On the same day, Maiwei disclosed its plan to repurchase shares at a price of 163 million to 325 million yuan, with the repurchase price cap not exceeding 650 yuan per share, ranking first among listed companies that have disclosed repurchase plans.

The shares repurchased by the company will also be used for equity incentives or employee stock ownership plans. Calculated according to the upper and lower limits of the repurchased shares, they account for about 0.23% to 0.46% of the company's issued share capital.

The performance forecast shows that Maiwei shares is expected to achieve a profit of 580 million to 680 million yuan last year, an increase of 47.05% to 72.4% over the same period of the previous year;

The sales volume of the company's main product, solar cell screen printing equipment, has steadily increased, making the company's net profit maintain a high growth rate.

However, in terms of market performance, Maiwei's share price has fallen by nearly 40% since mid-December last year.

  Aide Bio also launched a repurchase plan.
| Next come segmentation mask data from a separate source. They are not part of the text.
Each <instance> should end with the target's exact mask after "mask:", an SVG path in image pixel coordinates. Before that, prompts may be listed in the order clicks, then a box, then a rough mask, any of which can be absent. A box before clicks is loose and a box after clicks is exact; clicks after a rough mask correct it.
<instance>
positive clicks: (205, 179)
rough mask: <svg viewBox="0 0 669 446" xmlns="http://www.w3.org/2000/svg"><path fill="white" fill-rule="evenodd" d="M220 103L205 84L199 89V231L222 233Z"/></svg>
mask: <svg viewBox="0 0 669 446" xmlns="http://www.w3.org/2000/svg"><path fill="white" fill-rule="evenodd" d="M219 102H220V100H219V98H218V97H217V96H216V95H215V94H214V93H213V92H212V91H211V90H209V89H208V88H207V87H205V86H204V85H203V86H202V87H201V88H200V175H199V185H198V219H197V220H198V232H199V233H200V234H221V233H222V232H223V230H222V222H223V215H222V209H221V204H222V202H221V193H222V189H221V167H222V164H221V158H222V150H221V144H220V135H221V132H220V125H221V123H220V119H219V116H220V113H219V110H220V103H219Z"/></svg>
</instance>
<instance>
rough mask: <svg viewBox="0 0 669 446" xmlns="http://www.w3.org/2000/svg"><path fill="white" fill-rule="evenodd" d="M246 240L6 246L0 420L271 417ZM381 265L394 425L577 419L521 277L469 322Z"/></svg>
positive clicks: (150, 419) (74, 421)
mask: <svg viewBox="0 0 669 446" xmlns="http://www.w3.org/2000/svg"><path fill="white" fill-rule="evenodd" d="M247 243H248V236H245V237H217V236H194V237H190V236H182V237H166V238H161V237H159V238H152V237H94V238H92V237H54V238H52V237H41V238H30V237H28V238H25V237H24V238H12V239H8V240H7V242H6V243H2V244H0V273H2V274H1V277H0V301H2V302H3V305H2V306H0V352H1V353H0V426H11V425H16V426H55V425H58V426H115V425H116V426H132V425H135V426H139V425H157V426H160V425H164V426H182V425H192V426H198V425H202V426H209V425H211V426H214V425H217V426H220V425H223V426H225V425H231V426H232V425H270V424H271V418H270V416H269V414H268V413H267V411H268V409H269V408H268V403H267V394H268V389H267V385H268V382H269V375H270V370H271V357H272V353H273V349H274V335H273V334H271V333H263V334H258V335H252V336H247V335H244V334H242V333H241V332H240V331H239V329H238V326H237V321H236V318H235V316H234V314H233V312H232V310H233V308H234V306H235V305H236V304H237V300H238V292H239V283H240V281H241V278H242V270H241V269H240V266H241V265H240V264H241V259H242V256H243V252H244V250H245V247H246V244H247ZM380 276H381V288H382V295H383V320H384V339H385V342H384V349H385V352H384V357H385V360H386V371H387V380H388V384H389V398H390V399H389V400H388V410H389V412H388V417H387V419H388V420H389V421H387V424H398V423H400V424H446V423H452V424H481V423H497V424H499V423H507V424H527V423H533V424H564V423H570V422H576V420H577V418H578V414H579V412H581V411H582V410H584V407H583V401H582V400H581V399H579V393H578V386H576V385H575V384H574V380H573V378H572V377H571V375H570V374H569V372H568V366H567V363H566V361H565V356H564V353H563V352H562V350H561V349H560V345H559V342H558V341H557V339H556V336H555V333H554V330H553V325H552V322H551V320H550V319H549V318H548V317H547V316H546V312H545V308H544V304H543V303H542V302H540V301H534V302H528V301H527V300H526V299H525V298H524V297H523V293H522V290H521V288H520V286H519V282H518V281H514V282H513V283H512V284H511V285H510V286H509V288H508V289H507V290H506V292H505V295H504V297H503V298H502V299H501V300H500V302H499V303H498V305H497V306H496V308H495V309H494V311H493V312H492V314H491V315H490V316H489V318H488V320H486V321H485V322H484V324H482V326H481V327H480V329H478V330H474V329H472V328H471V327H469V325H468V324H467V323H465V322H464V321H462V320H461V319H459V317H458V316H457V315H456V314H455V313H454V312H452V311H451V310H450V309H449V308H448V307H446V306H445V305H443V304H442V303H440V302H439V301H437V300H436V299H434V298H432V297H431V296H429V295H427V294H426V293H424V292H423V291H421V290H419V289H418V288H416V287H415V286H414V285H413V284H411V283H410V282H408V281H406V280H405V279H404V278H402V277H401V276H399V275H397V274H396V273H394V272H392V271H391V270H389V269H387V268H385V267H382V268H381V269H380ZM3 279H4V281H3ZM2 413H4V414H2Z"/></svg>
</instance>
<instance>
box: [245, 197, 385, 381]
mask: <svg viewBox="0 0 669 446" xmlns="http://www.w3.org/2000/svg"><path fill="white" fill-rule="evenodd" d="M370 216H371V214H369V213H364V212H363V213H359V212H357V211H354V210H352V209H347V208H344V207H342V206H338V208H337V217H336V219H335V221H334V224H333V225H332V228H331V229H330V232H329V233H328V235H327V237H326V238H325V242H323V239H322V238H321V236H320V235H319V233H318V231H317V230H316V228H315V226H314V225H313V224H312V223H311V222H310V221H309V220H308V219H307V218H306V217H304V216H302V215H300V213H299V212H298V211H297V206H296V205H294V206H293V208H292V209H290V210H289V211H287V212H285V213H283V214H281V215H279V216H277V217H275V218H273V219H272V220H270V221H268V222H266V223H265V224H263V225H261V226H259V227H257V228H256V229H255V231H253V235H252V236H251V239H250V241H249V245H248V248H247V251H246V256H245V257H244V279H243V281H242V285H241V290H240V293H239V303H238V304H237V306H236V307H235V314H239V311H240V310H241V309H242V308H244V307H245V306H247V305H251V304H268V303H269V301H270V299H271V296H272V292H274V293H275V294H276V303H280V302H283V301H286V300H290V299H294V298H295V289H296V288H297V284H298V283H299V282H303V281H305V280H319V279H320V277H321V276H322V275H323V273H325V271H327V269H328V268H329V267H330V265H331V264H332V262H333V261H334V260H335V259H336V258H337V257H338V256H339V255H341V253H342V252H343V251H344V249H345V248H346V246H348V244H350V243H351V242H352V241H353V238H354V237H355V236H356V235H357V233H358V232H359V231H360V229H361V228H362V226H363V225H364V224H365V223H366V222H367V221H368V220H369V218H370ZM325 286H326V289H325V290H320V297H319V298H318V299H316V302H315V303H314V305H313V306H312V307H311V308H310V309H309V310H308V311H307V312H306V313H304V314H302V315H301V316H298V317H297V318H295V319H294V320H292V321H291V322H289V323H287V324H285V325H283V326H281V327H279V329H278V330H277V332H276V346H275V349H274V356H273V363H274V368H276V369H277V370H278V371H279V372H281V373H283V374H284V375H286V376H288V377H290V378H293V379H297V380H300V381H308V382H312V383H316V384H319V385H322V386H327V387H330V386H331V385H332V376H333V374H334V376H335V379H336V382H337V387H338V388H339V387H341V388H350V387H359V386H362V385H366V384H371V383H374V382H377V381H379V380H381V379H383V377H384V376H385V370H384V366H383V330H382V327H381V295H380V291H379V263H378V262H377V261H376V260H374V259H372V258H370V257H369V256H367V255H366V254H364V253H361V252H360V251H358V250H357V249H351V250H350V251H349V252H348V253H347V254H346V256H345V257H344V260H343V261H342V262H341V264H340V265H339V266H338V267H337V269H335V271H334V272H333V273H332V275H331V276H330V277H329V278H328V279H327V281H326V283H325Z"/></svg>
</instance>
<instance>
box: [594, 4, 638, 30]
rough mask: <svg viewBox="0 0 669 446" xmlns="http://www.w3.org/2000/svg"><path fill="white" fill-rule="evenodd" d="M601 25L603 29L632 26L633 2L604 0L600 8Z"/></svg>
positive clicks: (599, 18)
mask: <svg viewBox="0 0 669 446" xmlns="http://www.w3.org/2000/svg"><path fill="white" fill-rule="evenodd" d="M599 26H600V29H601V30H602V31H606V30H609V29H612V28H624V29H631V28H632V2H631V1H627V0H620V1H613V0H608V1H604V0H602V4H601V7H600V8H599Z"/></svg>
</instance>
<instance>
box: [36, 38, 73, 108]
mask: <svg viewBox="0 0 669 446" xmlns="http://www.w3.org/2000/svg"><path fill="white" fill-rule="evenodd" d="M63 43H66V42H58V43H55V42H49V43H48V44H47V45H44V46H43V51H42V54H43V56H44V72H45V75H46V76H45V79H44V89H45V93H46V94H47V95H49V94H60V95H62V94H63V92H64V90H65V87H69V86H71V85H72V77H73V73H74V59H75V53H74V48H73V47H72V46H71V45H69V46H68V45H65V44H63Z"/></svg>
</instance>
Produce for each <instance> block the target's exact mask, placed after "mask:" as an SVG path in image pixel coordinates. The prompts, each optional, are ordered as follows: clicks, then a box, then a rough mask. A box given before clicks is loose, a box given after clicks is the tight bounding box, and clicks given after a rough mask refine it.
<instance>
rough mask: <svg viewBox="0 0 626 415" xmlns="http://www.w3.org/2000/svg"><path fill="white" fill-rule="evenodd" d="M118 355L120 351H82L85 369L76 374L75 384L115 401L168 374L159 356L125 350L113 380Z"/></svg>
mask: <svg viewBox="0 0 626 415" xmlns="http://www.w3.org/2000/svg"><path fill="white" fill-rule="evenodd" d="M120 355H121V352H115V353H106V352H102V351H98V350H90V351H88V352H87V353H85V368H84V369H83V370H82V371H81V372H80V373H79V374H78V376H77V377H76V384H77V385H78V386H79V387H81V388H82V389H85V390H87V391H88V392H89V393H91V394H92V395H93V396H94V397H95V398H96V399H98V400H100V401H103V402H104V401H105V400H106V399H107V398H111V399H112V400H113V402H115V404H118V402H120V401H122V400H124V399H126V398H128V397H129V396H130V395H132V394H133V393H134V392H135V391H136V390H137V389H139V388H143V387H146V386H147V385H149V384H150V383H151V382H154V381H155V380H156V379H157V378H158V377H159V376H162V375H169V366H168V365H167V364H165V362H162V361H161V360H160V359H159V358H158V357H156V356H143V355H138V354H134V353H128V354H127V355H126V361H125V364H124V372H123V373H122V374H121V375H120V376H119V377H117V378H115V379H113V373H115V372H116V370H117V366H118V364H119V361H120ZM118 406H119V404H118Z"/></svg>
It plans to spend 100 million to 200 million yuan to repurchase shares. The repurchase price does not exceed 95 yuan per share. The repurchased shares will be used to implement equity incentives or employee stock ownership plans.

Calculated based on the upper and lower limits of the total repurchase funds, the shares repurchased account for about 0.47% to 0.95%.

In the first three quarters of last year, Aide Bio's operating costs increased by 70% year-on-year, far exceeding the growth rate of revenue. Net profit achieved 177 million yuan, an increase of about 40% year-on-year. Among them, the net profit in the third quarter decreased by nearly 4% month-on-month.

The company pointed out that the revenue growth is mainly due to the increase in the sales of multi-gene combination reagent products, and the cost of multi-gene combination reagents is relatively high; the cost of testing services has increased, and the cost of cold chain transportation of products has increased.

Since the release of the third quarterly report, the company's stock price has continued to fall since late December last year, with a cumulative decline of more than 36%.